A few days ago I took an impromptu snapshot of one of the Azure machines I have running Seq. Cloud storage being what it is, an I/O problem during the snapshot process crashed the Seq service, but I didn’t notice until the following day. The machine was running horrifically slowly at this point, so I restarted it and all came good.

When I logged into Seq to check some queries, I expected to see a big gap during the outage. It took me a few seconds to realize why there wasn’t one – all of the events raised during the outage period were there! – and that made me think this feature of the Seq client for Serilog might not be as well-known as I’d assumed.

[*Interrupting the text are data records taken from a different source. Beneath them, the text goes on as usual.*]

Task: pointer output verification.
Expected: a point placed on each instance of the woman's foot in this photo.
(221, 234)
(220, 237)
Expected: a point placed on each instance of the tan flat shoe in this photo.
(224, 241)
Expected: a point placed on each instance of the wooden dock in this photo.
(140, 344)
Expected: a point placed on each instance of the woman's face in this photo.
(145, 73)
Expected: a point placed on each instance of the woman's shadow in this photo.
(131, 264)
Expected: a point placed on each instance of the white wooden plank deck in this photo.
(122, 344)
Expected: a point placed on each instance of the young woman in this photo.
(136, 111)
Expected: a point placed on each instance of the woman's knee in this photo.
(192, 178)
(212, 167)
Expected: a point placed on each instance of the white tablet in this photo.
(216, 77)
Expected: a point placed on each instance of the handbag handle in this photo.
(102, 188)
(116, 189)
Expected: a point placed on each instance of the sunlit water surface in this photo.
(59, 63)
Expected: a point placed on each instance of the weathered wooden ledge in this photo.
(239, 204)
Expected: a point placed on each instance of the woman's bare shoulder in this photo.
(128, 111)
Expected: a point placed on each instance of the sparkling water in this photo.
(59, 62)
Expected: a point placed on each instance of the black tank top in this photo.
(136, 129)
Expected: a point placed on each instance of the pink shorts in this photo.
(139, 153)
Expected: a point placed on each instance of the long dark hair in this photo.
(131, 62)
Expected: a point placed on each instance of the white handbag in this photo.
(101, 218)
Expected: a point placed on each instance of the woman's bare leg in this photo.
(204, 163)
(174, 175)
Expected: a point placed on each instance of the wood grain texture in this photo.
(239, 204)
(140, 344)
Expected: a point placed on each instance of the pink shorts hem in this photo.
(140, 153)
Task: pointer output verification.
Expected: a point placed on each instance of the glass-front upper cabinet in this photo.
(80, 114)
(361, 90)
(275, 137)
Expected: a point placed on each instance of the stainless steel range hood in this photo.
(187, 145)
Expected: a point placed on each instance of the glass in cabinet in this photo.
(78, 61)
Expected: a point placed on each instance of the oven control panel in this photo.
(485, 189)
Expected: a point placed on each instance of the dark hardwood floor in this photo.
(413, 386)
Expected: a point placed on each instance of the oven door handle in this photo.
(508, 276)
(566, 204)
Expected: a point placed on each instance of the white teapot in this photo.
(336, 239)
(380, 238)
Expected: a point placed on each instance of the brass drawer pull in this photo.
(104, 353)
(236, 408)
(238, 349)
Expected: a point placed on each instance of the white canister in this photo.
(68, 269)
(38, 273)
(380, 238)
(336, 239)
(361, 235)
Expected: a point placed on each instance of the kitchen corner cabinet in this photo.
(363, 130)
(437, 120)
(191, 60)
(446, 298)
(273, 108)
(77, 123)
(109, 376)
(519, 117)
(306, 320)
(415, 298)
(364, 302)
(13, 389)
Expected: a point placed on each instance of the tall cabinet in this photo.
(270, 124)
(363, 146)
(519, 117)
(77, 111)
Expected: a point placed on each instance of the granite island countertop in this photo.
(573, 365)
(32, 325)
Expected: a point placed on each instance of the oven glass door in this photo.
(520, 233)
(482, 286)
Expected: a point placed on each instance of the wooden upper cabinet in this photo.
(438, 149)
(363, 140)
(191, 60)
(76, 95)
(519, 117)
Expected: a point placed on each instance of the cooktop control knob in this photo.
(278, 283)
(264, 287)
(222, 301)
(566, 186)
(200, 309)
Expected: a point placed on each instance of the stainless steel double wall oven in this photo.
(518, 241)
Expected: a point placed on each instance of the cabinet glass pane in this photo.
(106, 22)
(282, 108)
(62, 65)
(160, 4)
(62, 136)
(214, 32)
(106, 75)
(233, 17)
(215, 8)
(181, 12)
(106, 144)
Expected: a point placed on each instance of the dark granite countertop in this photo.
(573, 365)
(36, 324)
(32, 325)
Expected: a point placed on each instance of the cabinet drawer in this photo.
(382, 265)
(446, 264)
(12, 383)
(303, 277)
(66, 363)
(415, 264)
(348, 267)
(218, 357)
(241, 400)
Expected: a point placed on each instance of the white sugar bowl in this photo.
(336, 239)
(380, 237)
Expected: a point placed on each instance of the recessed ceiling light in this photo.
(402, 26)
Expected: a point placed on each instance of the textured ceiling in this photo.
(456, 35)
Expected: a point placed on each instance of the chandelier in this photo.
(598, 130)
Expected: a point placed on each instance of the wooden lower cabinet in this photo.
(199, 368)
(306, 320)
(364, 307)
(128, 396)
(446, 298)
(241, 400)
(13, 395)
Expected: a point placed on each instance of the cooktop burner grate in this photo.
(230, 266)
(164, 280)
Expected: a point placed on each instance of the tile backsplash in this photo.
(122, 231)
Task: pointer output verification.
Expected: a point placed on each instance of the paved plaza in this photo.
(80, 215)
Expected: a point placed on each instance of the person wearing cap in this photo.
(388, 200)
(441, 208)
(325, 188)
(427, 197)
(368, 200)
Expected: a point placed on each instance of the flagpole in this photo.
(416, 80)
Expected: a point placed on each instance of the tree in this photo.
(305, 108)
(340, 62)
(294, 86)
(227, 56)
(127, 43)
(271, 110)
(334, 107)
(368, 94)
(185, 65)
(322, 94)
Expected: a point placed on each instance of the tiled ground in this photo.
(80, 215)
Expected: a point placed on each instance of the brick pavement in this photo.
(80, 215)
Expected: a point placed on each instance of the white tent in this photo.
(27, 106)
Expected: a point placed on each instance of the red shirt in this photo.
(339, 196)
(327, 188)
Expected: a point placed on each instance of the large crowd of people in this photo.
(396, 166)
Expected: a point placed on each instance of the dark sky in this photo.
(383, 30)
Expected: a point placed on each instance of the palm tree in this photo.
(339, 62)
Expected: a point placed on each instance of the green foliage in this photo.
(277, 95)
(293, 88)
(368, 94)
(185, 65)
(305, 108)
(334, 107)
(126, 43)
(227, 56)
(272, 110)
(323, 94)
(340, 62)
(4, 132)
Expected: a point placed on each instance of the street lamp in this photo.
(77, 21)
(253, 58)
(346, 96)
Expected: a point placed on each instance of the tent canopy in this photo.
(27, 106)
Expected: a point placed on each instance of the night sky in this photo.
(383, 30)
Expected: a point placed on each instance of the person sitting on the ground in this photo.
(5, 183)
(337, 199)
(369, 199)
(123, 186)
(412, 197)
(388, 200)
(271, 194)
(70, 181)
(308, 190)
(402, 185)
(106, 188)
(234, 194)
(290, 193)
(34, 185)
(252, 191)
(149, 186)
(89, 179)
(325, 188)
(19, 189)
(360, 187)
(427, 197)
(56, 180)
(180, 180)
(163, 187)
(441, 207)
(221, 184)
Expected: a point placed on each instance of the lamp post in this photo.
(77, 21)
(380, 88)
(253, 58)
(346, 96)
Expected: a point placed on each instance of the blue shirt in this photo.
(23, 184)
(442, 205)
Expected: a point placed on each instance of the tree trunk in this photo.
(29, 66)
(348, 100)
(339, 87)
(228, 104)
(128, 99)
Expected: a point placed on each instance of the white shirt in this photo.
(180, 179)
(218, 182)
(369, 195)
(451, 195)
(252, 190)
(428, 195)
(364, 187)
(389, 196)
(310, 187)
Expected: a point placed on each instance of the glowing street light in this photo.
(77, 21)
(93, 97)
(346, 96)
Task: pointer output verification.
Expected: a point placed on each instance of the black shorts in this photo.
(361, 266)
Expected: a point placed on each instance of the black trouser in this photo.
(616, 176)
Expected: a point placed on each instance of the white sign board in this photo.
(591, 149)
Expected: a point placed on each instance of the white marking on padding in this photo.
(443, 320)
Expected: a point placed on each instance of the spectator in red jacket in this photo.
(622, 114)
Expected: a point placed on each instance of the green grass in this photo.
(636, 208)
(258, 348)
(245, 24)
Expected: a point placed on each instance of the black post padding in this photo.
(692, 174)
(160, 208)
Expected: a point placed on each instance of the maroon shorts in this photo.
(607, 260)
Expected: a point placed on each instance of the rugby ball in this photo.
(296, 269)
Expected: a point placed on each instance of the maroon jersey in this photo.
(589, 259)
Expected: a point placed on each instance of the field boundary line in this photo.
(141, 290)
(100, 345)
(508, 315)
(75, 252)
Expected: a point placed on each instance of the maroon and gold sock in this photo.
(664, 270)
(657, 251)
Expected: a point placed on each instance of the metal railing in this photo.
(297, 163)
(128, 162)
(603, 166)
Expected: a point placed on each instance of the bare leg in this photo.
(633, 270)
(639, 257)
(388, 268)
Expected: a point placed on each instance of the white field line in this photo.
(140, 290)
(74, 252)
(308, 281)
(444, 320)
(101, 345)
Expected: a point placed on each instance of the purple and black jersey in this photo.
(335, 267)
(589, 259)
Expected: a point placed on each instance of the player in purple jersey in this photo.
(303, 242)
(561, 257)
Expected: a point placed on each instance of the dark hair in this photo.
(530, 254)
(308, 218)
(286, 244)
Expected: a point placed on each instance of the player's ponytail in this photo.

When you set up Serilog to write events to Seq, you use code typically like:

Log.Logger = new LoggerConfiguration()
  .WriteTo.Seq("http://my-seq")
  .CreateLogger();

This will send events in batches directly using HTTP; network problems and hard app crashes can result in event loss.

Some time ago, another parameter became available:

Log.Logger = new LoggerConfiguration()
  .WriteTo.Seq("http://my-seq", bufferBaseFilename: @"C:\Logs\myapp")
  .CreateLogger();

If a buffer location is specified, the Seq client will write events to a set of rolling files like "myapp-2014-06-27.jsnl" (newline-separated JSON) and then ship them to the server when it’s possible. Almost nothing to configure, and voila! Reliable log collection.

There’s still no substitute for a redundant, transactional data store for truly critical events: machines can be lost, disks fill up and so-on. For general application monitoring and diagnostics however, I’m really pleased with how much “bang for the buck” this feature provides.